Face à cette faille, la réponse à la menaces reste très variée en fonction de l’architecture IT de l’entreprise. « Nous n’avons pas de systèmes Linux ou Unix, nous sommes plutôt dans des environnements Windows », explique un responsable sécurité dans le domaine du transport énergétique. Pour certains, la question se règle différemment. « Nos systèmes n’utilisent pas Bash mais d’autres solutions pour interpréter les commandes. » D’autres évoquent des risques minimes. « Nos systèmes ne sont pas sur Internet, il est donc plus difficile d’intégrer un script CGI malveillant sans intervention extérieure. »

Cette bulle de protection reste néanmoins ténue notamment avec des systèmes de plus en plus connectés et selon Cesar Cerrudo, directeur technique de la société IOActive Labs, « un attaquant peut utiliser Shellshock pour exécuter à distance tout type de code sur le système, la faille peut être exploitée pour créer un ver qui va s’auto-répliquer.

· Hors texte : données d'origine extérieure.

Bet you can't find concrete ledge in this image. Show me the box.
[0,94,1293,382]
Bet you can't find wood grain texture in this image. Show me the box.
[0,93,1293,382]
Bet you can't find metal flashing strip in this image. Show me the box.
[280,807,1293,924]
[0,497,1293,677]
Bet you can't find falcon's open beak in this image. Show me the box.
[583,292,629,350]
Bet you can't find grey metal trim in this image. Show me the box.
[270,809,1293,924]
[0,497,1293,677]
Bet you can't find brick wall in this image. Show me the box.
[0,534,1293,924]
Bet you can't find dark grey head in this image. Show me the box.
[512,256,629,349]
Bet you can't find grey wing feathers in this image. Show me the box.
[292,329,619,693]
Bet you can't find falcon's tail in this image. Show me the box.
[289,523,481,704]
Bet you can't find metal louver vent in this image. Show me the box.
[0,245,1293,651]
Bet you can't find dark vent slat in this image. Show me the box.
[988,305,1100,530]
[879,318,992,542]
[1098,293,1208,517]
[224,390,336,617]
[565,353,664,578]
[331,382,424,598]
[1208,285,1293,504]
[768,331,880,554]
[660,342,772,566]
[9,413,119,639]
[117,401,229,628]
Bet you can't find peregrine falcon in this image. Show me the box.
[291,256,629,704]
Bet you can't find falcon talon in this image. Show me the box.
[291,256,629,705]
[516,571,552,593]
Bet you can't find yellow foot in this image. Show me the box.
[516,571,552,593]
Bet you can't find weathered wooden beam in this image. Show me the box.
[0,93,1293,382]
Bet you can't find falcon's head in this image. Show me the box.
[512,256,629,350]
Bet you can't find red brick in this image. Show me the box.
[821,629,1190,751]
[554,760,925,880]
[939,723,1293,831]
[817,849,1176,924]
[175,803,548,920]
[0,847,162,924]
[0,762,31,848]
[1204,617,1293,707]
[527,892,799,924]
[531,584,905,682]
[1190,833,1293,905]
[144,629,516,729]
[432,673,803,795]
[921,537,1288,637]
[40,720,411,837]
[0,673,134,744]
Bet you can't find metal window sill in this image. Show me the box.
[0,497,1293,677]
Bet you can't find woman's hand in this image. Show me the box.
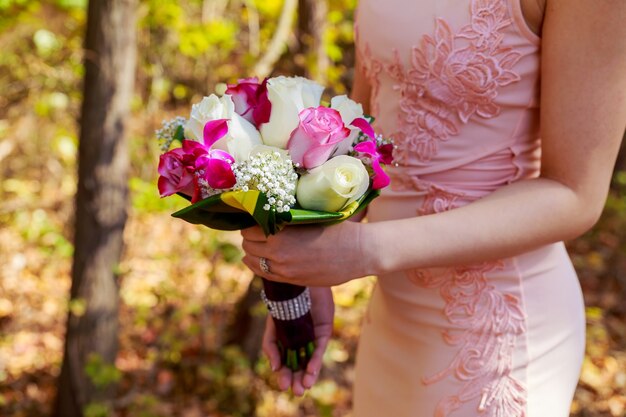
[241,222,375,287]
[263,287,335,395]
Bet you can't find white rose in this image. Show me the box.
[296,155,370,211]
[260,76,324,149]
[185,94,261,161]
[330,95,363,156]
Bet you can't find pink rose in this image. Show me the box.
[158,148,195,197]
[287,106,350,169]
[226,77,272,129]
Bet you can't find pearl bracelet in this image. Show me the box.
[261,288,311,320]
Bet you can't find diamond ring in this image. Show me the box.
[259,258,270,274]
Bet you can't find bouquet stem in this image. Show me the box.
[262,278,315,371]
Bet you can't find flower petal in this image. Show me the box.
[351,117,376,139]
[203,119,228,148]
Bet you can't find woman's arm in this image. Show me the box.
[244,0,626,285]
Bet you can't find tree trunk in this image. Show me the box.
[252,0,298,78]
[54,0,136,417]
[298,0,329,84]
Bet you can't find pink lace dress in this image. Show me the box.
[354,0,585,417]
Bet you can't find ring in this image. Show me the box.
[259,258,270,274]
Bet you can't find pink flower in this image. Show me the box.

Ce dernier utiliserait un seul système compromis pour attaquer d’autres systèmes et ainsi de suite, se propageant rapidement sur le réseau et contaminant des centaines de milliers de systèmes en peu de temps ».

La phase audit est amorcée

D’autres sont plus pragmatiques et ont aussitôt commandé un audit de leurs systèmes. « Nous disposons d’un parc comprenant des systèmes Unix et nous avons débuté un audit pour connaître notre exposition à la faille », explique un responsable de la sécurité infrastructure d’un groupe du CAC 40. Une orientation confirmée par les éditeurs de solutions de sécurité. Laurent Heslault, directeur des stratégies de sécurité, précise : «  La vulnérabilité Shell Shock va permettre au moins une chose comme dans le cadre de Heartbleed, c’est de faire un inventaire des solutions et systèmes en entreprise ».

Les grandes banques françaises ont joué la Grande Muette sur cette affaire. Aucun commentaire n’a été donné officiellement sur la faille Shell Shock. Mais les équipes sécurité ont été rapidement sollicitées pour faire une analyse des risques encourus.

Au final, les RSSI et DSI présents aux Assises de la sécurité à Monaco ont adopté une posture oscillant entre attentisme et pragmatisme. La faille, certes âgée de 22 ans, a été diffusée une semaine avant l’évènement et les réponses dans les entreprises peuvent mettre un certain temps dans leur mise en œuvre. Elle aura au moins eu le mérite d’observer les réactions faces aux menaces et de confirmer le lien de confiance avec les éditeurs de solutions de sécurité pour les aider à résoudre ce problème.